Syair yang dinyanyikan oleh kedua tetua dapat berarti demikian, Ulun Hura’- simbol moyang sebagai pencetus suku yang menghendakinya dan tanah menyaksikan perjalannnya sampai tempat terakhir sampannya berlabuh, kemudian kampung halaman menyuruh pergi dan tanah menjadi saksi panjangnya tali perjalanan dan pada akhirnya koda perjalanan selalu diceritakan kembali.  Syair berbeda-beda dinyanyikan berulang kali sampai belasan kali.



 Poan koda

Selanjutnya, molan mulai melakukan ritual poan koda dengan mengurbankan seekor babi jantan yang belum dikebiri dan juga beberapa ekor ayam. Ayam dalam konteks ritual ini menjadi petunjuk sah atau tidaknya ritual tersebut. 

Kaki ayam akan memberi petunjuk-mana yang benar dan mana yang salah sehingga molan dan partisipan bisa memahami makna terdalam dari ritual tersebut. Sebelum babi dikurbankan, molan memulainya dengan menyanyikan sebuah syair puitis agar babi tersebut tidak mengamuk, kemudian ia menikam sebuah belahan bambu tajam ke arah lubang hidung babi tersebut dan darah segar yang mengalir keluar ditumpahkan pada Lapa’ Koda dan batang pohon rita. 

Setelah itu, seekor anak ayam yang berumur sekitar seminggu dikurbankan sebagai pengganti hewan kerbau. Anak ayam tersebut menggambarkan bahwa nenek moyang pencetus suku ingin membagikan daging kerbau kepada semua anak cucunya. 

Setelah babi tersebut dikurbankan, molan bersama para pendamping beristirahat sejenak sambil menikmati makanan lokal yang disiapkan. Bukan hanya itu, moyang pencetus suku juga diberi makan khusus yaitu seekor ikan dan nasi yang terbuat dari jagung, sedangkan para partisipan lainnya bekerja di dapur untuk membantai lanjut seekor babi tersebut. 

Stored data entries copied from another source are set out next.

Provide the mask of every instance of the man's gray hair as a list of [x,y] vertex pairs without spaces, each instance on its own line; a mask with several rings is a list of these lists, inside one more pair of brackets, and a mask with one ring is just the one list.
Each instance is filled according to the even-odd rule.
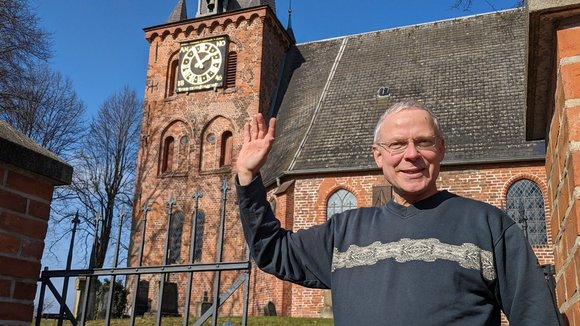
[[377,122],[377,125],[375,126],[375,138],[373,140],[373,143],[376,143],[379,141],[379,132],[381,130],[381,124],[383,123],[383,121],[385,121],[385,118],[392,113],[397,113],[397,112],[401,112],[401,111],[405,111],[405,110],[423,110],[423,111],[429,113],[429,115],[431,116],[431,119],[433,119],[433,123],[435,124],[435,128],[437,128],[437,130],[436,130],[437,136],[443,137],[443,132],[441,132],[441,127],[439,126],[439,121],[437,120],[437,116],[435,115],[433,110],[426,107],[425,104],[423,104],[421,102],[410,100],[410,101],[397,102],[397,103],[391,105],[385,111],[385,113],[383,113],[383,115],[381,115],[381,117],[379,118],[379,121]]

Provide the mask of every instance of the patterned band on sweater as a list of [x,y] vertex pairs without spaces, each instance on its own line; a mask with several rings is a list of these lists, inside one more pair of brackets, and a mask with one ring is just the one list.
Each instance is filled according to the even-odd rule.
[[479,270],[488,281],[496,278],[493,254],[472,243],[451,245],[438,239],[401,239],[397,242],[379,241],[359,247],[351,245],[344,252],[334,248],[332,271],[340,268],[374,265],[378,261],[394,258],[398,263],[408,261],[434,262],[438,259],[453,261],[467,269]]

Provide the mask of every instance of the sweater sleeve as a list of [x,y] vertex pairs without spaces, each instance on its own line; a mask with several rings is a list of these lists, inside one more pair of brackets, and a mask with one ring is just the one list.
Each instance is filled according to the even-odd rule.
[[[506,218],[506,217],[504,217]],[[511,224],[494,246],[496,296],[511,326],[560,325],[541,266],[523,231]]]
[[247,186],[236,181],[236,190],[244,236],[258,267],[282,280],[330,288],[332,222],[294,233],[274,217],[260,175]]

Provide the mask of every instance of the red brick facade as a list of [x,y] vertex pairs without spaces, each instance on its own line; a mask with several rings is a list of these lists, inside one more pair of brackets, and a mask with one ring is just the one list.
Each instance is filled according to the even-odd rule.
[[557,31],[555,107],[549,129],[546,174],[556,293],[570,325],[580,324],[580,27]]

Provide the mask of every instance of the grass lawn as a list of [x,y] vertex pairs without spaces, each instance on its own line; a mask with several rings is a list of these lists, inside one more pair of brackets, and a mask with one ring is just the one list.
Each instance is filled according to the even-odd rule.
[[[190,320],[189,324],[193,325],[195,320]],[[228,324],[228,322],[230,324]],[[161,321],[163,326],[181,326],[183,323],[182,318],[178,317],[164,317]],[[53,326],[57,325],[56,320],[43,320],[42,326]],[[104,320],[92,320],[88,321],[86,325],[97,326],[104,325]],[[34,325],[34,323],[33,323]],[[65,322],[64,325],[71,325],[69,322]],[[129,319],[113,319],[111,320],[112,326],[129,325]],[[155,326],[155,317],[138,317],[135,319],[135,325],[139,326]],[[204,326],[210,326],[211,319],[208,320]],[[242,325],[241,317],[232,318],[219,318],[219,326],[240,326]],[[320,325],[320,326],[332,326],[334,325],[332,319],[322,319],[322,318],[289,318],[289,317],[248,317],[249,326],[306,326],[306,325]]]

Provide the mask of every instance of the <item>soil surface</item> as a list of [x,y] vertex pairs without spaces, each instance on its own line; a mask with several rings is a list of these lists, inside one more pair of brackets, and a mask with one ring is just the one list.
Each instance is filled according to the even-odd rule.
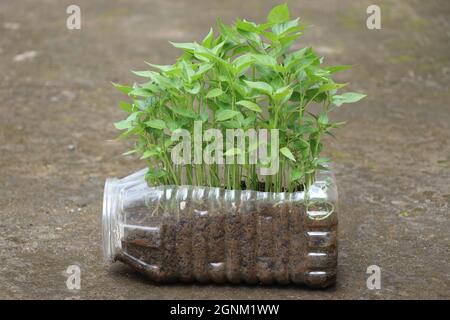
[[[143,167],[121,156],[123,117],[110,82],[136,81],[144,61],[171,63],[167,41],[201,40],[220,15],[262,21],[275,1],[0,2],[0,298],[392,299],[450,298],[450,4],[380,1],[381,30],[366,27],[378,1],[289,1],[313,25],[302,42],[338,80],[368,94],[342,107],[329,140],[340,192],[339,271],[324,291],[298,287],[155,285],[103,263],[106,177]],[[382,3],[382,4],[381,4]],[[81,269],[69,290],[66,270]],[[381,268],[369,290],[367,268]]]

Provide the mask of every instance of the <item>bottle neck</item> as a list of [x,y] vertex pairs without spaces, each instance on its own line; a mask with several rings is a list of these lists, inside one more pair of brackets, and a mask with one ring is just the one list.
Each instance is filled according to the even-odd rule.
[[105,182],[103,194],[102,213],[102,235],[103,235],[103,257],[107,262],[113,262],[120,246],[118,241],[118,210],[119,210],[119,187],[118,179],[108,178]]

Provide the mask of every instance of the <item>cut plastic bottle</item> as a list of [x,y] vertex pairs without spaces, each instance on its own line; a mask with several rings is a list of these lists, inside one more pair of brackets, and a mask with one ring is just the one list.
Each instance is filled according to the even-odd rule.
[[105,183],[103,251],[155,282],[335,283],[337,189],[321,171],[308,192],[150,187],[143,169]]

Namun, perlu diketahui bahwa, babi tersebut tidak boleh diolah secara sembarangan sebab ada orang khusus yang dipercayakan. Beberapa bagian tubuh babi seperti kepala, dan ujung kaki juga ekor babi disimpan pada tempat khusus karena akan menjadi milik anak laki-laki dalam suku tersebut atau biasa disebut, wutu’ ale sebagai lambang rasa tannggung jawab.  Sedangkan bagian lainnya diisi dalam bambu untuk kemudian dikelolah lanjut menjadi makanan santapan besok harinya.

Setelah semuanya diatur secara baik, maka para partisipan mulai melakukan santap malam bersama dengan makanan seadanya sebab daging hewan kurban baru bisa dinikmati usai ritual besoknya. Lalu semua mereka beristirahat malam; molan dan para pendamping beristrahat mengelilingi batu kota dan ite koda sampai matahari terbit sedangkan yang lainnya mencari tempat sesuka hati, bisa di atas bale-bale maupun di bawah pepohonan yang ada disekitarnya. 

Bale-bale atau pondok sederhana disiapkan bagi kaum perempuan dan anak-anak kecil termasuk yang masih bayi. Dengan demikian, maka usai sudah peresmian batu koda: Koda pitu, wade leme, koda harang dope’, waden ene nebo’.



 

Poan Arin

Besoknya, dilanjutkan dengan ritual poan arin, maka anggota suku mesti bersepakat untuk menentukan satu lagi pohon rita yang letaknya tidak jauh dari ite koda. Pohon rita yang ditentukan akan menjadi sakral atau ite maren/ite arin milik leluhur pencetus suku. 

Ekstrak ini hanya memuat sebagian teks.